Dus als ik op dag twee bij het krieken van de dag uit mijn bed spring is het een mooi moment om daar gebruik van te maken. Lang leve de jetlag, want voor mijn gevoel om één uur ‘s-middags moet een 5km rondje wel lukken. Komt mooi uit dat het hier dan net 7 uur ‘s-ochtends is en de supermarkt om 8 uur opengaat. Kan ik het nuttige met het aangename vereenzelvigen. Tenslotte moet er ook brood op de plank komen voor het ontbijt. En gelukkig hebben ze hier ook bananen die ik gisteren vanuit een automatisme in de boodschappenkar gegooid heb. Terwijl ik op het terras op het juiste moment wacht komt er een andere loper voorbij rennen. Daaruit concludeer ik in elk geval één ding. Het is nu al teringwarm. Van schrik laat ik mijn motivatie bijna stukvallen op de tegels en ik kan hem nog nét grijpen.
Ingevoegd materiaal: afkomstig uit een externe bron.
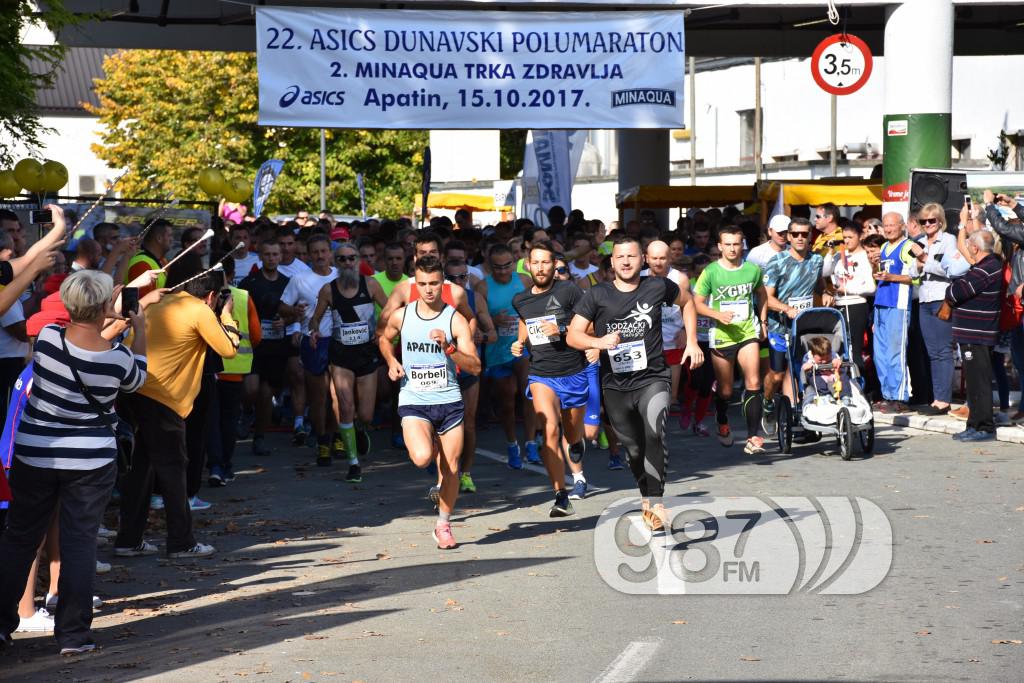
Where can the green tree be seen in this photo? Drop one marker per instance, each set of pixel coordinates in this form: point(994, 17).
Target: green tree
point(18, 84)
point(169, 114)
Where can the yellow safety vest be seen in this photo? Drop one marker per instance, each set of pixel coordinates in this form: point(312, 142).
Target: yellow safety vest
point(242, 364)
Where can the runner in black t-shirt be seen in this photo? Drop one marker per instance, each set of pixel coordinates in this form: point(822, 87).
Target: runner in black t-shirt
point(557, 383)
point(271, 355)
point(627, 317)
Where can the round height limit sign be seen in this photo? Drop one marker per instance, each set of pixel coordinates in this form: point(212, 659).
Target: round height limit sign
point(841, 63)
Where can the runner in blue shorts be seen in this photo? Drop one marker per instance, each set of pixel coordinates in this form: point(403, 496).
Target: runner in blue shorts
point(558, 384)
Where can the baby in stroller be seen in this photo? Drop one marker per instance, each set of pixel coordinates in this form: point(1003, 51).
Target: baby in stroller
point(835, 383)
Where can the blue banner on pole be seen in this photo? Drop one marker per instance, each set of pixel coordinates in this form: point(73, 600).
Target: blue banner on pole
point(363, 194)
point(265, 177)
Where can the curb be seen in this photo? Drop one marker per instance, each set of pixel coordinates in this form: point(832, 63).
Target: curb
point(944, 425)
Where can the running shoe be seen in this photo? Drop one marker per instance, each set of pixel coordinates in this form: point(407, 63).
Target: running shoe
point(361, 442)
point(41, 622)
point(768, 422)
point(196, 503)
point(532, 457)
point(197, 551)
point(755, 444)
point(442, 536)
point(141, 549)
point(724, 435)
point(561, 507)
point(515, 460)
point(259, 446)
point(579, 489)
point(216, 477)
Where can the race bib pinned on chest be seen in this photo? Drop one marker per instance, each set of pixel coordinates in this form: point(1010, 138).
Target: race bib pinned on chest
point(427, 377)
point(534, 326)
point(268, 333)
point(740, 310)
point(352, 334)
point(629, 357)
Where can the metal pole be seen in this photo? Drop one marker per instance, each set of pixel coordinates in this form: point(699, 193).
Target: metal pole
point(833, 161)
point(323, 170)
point(693, 121)
point(757, 119)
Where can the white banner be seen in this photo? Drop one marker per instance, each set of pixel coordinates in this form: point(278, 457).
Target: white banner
point(414, 69)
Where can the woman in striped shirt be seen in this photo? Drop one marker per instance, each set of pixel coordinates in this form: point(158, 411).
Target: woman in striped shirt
point(66, 454)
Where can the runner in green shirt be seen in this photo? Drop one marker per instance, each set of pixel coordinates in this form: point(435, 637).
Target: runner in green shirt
point(727, 293)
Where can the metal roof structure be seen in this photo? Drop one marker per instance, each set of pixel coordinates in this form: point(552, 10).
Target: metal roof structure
point(714, 28)
point(73, 84)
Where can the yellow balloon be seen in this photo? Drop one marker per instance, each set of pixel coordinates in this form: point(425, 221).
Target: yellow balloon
point(9, 185)
point(54, 176)
point(211, 181)
point(238, 189)
point(29, 174)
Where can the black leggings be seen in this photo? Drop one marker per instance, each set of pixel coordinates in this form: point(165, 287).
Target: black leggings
point(638, 418)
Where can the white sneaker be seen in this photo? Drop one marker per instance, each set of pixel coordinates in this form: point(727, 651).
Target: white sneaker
point(41, 622)
point(51, 602)
point(141, 549)
point(199, 550)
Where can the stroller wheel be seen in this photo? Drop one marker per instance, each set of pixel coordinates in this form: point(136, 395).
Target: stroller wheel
point(867, 438)
point(783, 421)
point(845, 428)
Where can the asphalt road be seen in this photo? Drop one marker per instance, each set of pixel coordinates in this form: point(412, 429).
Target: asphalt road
point(322, 581)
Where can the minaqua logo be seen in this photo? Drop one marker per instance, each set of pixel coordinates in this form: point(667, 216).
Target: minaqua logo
point(643, 96)
point(745, 546)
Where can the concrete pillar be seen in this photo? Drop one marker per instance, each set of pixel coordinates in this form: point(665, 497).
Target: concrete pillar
point(643, 160)
point(919, 71)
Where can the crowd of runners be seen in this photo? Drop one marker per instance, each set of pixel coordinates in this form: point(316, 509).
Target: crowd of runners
point(576, 338)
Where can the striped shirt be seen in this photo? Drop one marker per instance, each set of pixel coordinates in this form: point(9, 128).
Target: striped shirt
point(976, 299)
point(59, 429)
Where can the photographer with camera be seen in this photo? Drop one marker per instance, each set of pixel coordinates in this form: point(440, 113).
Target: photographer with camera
point(180, 329)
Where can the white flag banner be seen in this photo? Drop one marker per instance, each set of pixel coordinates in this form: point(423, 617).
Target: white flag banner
point(344, 68)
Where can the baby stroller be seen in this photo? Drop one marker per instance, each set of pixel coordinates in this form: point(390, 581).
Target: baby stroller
point(824, 412)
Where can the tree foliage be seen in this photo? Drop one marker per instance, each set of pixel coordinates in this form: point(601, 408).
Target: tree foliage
point(18, 83)
point(169, 114)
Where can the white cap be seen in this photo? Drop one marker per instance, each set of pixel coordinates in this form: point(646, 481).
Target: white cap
point(779, 223)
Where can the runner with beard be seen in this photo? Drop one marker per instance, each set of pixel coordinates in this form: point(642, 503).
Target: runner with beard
point(434, 337)
point(557, 382)
point(627, 318)
point(352, 351)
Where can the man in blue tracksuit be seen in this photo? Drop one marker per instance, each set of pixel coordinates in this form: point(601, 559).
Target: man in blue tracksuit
point(897, 267)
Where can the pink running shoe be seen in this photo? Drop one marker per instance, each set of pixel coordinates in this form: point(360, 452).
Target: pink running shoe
point(442, 535)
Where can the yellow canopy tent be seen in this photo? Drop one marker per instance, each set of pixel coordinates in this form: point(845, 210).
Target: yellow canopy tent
point(460, 201)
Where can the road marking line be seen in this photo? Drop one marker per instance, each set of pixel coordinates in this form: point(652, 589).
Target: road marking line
point(629, 663)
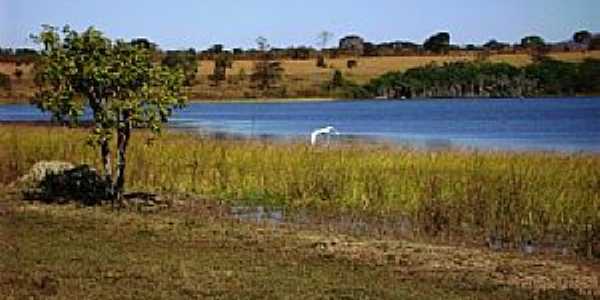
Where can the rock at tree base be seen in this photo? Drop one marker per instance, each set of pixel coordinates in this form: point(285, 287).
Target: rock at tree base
point(62, 182)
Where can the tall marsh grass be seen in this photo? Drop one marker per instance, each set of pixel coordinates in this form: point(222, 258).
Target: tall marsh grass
point(513, 197)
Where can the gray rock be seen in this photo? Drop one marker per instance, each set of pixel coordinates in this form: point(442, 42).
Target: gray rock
point(42, 169)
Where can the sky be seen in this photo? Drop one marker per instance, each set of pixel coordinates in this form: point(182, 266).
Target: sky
point(179, 24)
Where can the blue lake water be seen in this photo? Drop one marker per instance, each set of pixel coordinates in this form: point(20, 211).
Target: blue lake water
point(568, 124)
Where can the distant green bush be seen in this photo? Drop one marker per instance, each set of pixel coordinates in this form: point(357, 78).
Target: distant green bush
point(545, 77)
point(5, 81)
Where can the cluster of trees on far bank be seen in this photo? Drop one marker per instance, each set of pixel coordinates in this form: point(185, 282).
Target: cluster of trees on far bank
point(544, 77)
point(354, 45)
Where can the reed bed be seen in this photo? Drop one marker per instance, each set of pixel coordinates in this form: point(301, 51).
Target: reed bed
point(509, 197)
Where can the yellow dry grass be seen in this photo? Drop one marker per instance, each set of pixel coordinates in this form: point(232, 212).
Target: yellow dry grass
point(302, 78)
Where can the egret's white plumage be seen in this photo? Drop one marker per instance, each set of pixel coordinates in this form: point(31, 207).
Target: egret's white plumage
point(329, 130)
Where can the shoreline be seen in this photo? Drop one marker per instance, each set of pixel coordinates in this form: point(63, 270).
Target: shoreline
point(328, 99)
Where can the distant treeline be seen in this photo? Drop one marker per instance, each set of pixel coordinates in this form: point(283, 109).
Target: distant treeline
point(353, 45)
point(544, 77)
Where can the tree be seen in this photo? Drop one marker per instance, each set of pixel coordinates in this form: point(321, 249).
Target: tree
point(5, 81)
point(18, 73)
point(267, 71)
point(438, 43)
point(582, 37)
point(495, 45)
point(185, 60)
point(118, 81)
point(323, 38)
point(223, 62)
point(532, 42)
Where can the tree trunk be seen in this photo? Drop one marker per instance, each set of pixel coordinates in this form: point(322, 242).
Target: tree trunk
point(124, 132)
point(105, 154)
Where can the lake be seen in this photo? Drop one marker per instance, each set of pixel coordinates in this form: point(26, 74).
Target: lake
point(561, 124)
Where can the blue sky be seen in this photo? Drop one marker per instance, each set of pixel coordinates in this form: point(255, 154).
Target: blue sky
point(177, 24)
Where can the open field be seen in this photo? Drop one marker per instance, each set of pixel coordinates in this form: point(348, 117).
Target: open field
point(552, 200)
point(302, 78)
point(196, 250)
point(368, 222)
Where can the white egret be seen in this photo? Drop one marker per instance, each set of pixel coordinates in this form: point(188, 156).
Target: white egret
point(328, 131)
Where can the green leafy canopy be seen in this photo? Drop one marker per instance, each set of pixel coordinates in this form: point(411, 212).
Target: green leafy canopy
point(117, 80)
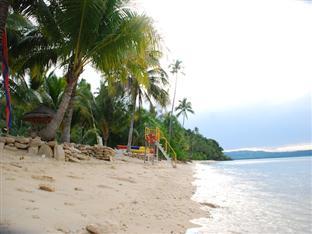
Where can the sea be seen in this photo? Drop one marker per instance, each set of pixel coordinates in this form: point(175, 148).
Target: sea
point(267, 196)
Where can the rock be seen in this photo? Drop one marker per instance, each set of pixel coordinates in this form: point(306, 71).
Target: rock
point(81, 157)
point(2, 139)
point(1, 145)
point(36, 142)
point(22, 140)
point(33, 150)
point(52, 143)
point(45, 150)
point(93, 229)
point(59, 153)
point(20, 145)
point(72, 159)
point(43, 177)
point(9, 140)
point(46, 187)
point(211, 205)
point(9, 147)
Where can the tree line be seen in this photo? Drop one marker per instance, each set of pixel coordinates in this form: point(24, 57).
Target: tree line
point(123, 45)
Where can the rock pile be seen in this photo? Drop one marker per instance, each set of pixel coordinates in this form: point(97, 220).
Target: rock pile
point(67, 152)
point(74, 152)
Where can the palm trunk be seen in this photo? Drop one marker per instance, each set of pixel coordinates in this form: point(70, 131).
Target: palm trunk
point(68, 118)
point(49, 132)
point(105, 137)
point(170, 119)
point(4, 7)
point(131, 124)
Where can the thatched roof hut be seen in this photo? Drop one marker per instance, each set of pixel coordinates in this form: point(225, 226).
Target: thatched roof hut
point(40, 115)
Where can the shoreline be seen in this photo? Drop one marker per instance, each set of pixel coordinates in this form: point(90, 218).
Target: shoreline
point(123, 196)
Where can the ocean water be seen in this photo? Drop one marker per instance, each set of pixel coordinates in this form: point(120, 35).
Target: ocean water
point(267, 196)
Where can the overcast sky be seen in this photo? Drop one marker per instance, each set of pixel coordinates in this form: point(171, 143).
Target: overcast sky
point(241, 58)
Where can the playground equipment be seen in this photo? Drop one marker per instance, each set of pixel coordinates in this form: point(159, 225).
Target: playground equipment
point(155, 138)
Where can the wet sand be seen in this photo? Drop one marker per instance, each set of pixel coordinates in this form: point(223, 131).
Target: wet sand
point(123, 196)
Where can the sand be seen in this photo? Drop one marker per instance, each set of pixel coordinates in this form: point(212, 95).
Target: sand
point(41, 195)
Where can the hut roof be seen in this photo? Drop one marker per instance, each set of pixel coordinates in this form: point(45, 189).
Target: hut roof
point(41, 114)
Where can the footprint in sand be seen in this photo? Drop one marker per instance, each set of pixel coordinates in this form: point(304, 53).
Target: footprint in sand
point(43, 178)
point(129, 179)
point(69, 204)
point(35, 217)
point(24, 190)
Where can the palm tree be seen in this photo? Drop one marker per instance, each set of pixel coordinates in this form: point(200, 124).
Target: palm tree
point(18, 6)
point(184, 107)
point(110, 111)
point(175, 69)
point(152, 90)
point(97, 32)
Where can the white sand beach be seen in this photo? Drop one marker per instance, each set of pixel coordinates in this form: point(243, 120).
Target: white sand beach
point(123, 196)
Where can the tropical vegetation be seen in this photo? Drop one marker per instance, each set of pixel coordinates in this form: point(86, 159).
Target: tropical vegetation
point(48, 36)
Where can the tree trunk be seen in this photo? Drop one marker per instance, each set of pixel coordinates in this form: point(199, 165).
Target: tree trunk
point(49, 132)
point(131, 125)
point(170, 119)
point(4, 7)
point(68, 118)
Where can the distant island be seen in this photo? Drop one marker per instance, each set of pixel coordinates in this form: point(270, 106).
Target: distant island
point(249, 154)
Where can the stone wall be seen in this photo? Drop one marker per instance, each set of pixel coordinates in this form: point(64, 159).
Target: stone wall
point(64, 152)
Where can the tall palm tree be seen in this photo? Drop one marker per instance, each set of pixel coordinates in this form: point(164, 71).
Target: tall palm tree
point(110, 111)
point(176, 68)
point(184, 107)
point(146, 83)
point(4, 6)
point(96, 32)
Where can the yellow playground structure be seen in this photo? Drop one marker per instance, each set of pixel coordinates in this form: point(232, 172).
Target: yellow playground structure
point(155, 141)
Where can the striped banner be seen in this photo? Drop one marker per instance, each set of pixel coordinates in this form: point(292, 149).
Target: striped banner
point(5, 73)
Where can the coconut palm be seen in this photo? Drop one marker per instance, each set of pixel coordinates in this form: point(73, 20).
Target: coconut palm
point(93, 32)
point(176, 68)
point(183, 108)
point(110, 111)
point(152, 90)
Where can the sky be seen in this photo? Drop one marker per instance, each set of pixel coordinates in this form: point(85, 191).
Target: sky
point(247, 65)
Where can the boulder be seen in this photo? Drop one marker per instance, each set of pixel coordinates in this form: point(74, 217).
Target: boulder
point(22, 140)
point(9, 140)
point(2, 139)
point(9, 147)
point(72, 159)
point(45, 150)
point(1, 145)
point(93, 229)
point(52, 143)
point(20, 145)
point(36, 142)
point(33, 150)
point(59, 153)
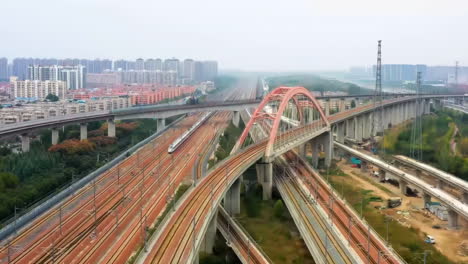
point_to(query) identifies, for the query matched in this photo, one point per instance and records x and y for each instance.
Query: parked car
(430, 239)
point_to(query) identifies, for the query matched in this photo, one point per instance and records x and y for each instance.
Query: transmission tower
(377, 121)
(416, 130)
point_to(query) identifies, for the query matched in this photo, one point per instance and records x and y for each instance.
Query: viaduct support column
(265, 177)
(25, 142)
(349, 128)
(210, 235)
(302, 150)
(340, 132)
(327, 141)
(111, 128)
(232, 198)
(55, 136)
(440, 184)
(327, 107)
(426, 199)
(381, 176)
(358, 123)
(465, 197)
(403, 186)
(83, 131)
(315, 152)
(342, 105)
(453, 219)
(160, 124)
(236, 118)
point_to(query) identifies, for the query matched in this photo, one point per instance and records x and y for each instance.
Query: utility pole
(416, 129)
(377, 124)
(94, 208)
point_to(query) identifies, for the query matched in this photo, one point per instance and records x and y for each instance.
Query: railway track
(121, 250)
(194, 206)
(249, 250)
(292, 190)
(131, 164)
(364, 243)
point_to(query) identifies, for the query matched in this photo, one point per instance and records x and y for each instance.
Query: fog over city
(243, 34)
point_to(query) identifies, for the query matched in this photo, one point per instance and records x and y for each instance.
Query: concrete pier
(161, 124)
(83, 131)
(25, 143)
(55, 136)
(236, 118)
(111, 128)
(232, 198)
(207, 244)
(265, 178)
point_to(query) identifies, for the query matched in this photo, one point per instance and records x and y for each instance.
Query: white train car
(173, 147)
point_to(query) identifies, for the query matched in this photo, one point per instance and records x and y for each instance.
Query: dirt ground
(412, 214)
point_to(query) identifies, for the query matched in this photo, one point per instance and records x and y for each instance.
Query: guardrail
(38, 208)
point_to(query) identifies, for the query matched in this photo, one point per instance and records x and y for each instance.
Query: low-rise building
(37, 90)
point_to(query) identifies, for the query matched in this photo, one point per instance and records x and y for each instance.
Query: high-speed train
(173, 147)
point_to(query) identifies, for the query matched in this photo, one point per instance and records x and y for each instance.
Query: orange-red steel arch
(284, 95)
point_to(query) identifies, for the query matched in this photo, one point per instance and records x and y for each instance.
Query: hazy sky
(240, 34)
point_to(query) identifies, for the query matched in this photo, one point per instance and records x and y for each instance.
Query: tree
(9, 180)
(464, 146)
(52, 97)
(278, 209)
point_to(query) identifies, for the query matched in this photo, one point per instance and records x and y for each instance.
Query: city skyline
(263, 35)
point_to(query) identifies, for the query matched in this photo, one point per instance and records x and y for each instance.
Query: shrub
(73, 146)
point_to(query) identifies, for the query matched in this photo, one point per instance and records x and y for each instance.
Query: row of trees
(316, 83)
(437, 134)
(29, 177)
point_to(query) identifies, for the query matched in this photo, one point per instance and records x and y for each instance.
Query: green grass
(180, 191)
(408, 242)
(277, 236)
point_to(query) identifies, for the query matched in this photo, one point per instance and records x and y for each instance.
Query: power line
(416, 130)
(377, 120)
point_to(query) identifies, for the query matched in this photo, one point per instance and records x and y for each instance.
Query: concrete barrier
(47, 203)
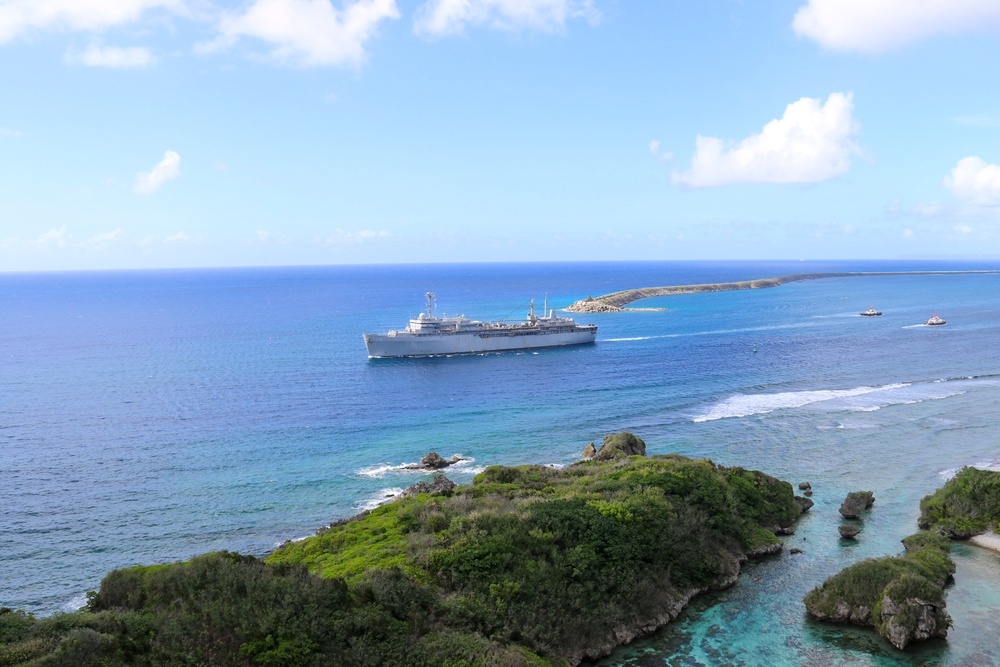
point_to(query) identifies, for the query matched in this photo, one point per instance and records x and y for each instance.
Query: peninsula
(527, 567)
(616, 301)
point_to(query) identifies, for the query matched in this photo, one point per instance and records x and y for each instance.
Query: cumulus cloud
(975, 182)
(360, 236)
(56, 237)
(811, 142)
(20, 16)
(167, 169)
(872, 26)
(111, 56)
(105, 238)
(443, 17)
(308, 32)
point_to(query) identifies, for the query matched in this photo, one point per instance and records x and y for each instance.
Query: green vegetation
(902, 596)
(526, 566)
(620, 445)
(968, 504)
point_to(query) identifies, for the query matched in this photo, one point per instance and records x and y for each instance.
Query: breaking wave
(380, 470)
(745, 405)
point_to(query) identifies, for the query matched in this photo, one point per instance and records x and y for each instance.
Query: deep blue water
(150, 416)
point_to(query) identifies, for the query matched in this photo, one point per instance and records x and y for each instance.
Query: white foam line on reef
(745, 405)
(75, 603)
(380, 470)
(381, 497)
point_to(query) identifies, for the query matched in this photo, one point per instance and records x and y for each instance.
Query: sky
(197, 133)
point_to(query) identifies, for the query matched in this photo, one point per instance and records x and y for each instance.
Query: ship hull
(415, 345)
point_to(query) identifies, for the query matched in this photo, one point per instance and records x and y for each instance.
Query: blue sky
(172, 133)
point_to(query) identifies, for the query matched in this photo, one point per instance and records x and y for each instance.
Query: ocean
(149, 416)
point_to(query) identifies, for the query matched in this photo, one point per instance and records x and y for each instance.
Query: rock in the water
(619, 445)
(803, 503)
(856, 503)
(849, 531)
(441, 484)
(902, 597)
(907, 617)
(434, 460)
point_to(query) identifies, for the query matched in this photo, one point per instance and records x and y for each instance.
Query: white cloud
(978, 120)
(360, 236)
(308, 32)
(20, 16)
(873, 26)
(105, 237)
(111, 56)
(811, 142)
(55, 237)
(932, 210)
(167, 169)
(443, 17)
(975, 182)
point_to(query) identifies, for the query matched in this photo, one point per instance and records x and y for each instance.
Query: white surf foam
(745, 405)
(380, 470)
(381, 497)
(75, 603)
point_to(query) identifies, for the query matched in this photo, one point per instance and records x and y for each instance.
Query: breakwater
(616, 301)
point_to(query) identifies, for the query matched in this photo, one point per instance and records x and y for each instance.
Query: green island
(616, 301)
(903, 597)
(526, 565)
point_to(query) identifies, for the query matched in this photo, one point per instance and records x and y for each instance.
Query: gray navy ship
(428, 336)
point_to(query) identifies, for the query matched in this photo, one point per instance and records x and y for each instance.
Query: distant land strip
(616, 301)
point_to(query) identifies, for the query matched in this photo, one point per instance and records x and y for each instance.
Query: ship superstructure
(428, 335)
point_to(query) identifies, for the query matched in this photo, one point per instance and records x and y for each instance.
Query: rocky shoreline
(616, 301)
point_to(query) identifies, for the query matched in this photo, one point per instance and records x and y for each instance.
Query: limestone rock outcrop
(855, 503)
(434, 461)
(441, 484)
(620, 445)
(849, 531)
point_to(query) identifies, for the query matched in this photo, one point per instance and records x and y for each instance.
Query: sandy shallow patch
(989, 540)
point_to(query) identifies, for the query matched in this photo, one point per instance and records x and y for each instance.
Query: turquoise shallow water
(151, 416)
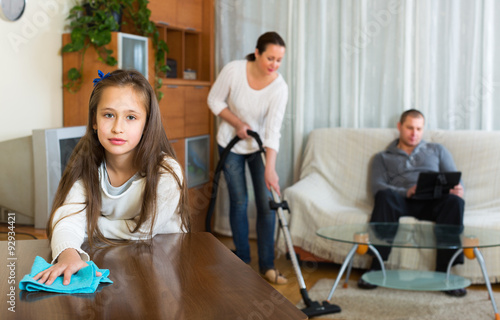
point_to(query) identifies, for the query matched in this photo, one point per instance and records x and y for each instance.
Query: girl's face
(120, 120)
(270, 60)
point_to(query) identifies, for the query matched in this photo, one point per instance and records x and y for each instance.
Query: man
(394, 176)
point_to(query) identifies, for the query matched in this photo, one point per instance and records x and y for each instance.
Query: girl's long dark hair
(265, 39)
(149, 159)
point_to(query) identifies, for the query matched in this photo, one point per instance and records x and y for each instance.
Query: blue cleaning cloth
(84, 281)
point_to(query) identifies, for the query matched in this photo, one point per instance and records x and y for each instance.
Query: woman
(251, 95)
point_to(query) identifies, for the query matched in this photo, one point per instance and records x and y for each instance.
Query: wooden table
(181, 276)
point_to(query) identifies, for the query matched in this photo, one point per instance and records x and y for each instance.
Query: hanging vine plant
(92, 23)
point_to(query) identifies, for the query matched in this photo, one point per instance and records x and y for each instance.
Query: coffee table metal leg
(450, 264)
(349, 268)
(377, 254)
(480, 259)
(347, 261)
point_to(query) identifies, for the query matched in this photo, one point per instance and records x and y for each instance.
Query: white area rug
(391, 304)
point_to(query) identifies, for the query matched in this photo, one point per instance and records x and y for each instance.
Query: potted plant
(91, 24)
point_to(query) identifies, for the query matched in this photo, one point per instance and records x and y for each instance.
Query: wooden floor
(311, 272)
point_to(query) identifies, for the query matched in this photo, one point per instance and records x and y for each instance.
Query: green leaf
(74, 74)
(110, 60)
(100, 38)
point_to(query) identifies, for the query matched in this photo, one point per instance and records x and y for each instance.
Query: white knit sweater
(119, 214)
(263, 109)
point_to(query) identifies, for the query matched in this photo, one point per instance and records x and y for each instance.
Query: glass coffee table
(368, 236)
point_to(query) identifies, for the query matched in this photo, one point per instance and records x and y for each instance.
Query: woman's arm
(270, 175)
(240, 126)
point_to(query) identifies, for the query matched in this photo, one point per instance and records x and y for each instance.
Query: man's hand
(458, 190)
(411, 191)
(241, 130)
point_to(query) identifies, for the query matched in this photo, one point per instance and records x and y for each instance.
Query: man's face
(410, 131)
De route wordt ook een uitdaging. Ik heb geen flauw benul van afstanden. Dat ritje naar de supermarkt kan dus 1km zijn maar ook 5km. Ik vermoed echter het eerste dus gewapend met een gratis toeristenkaartje plan ik een je-bent-wel-heel-dom-als-je-nu-verdwaalt rondje. Ik beloof niks.
Handje dollars in de flipbelt gaan we op weg. Het valt mee met de warmte en het voordeel van Bonaire is dat het altijd waait, dus enige verkoeling is aanwezig. Een kleine kilometer verder zijn we bij de ingang naar de boulevard als Frank last heeft van een zonnesteek. Tenminste, dat is de enige conclusie die ik kan trekken als ik hem hoor roepen “we doen een klein heen en weertje”, want daar heeft hij een bloedhekel aan, en “anders komen we te kort”, want daar maakt hij zich nóóit druk om. Wat jij wil schat.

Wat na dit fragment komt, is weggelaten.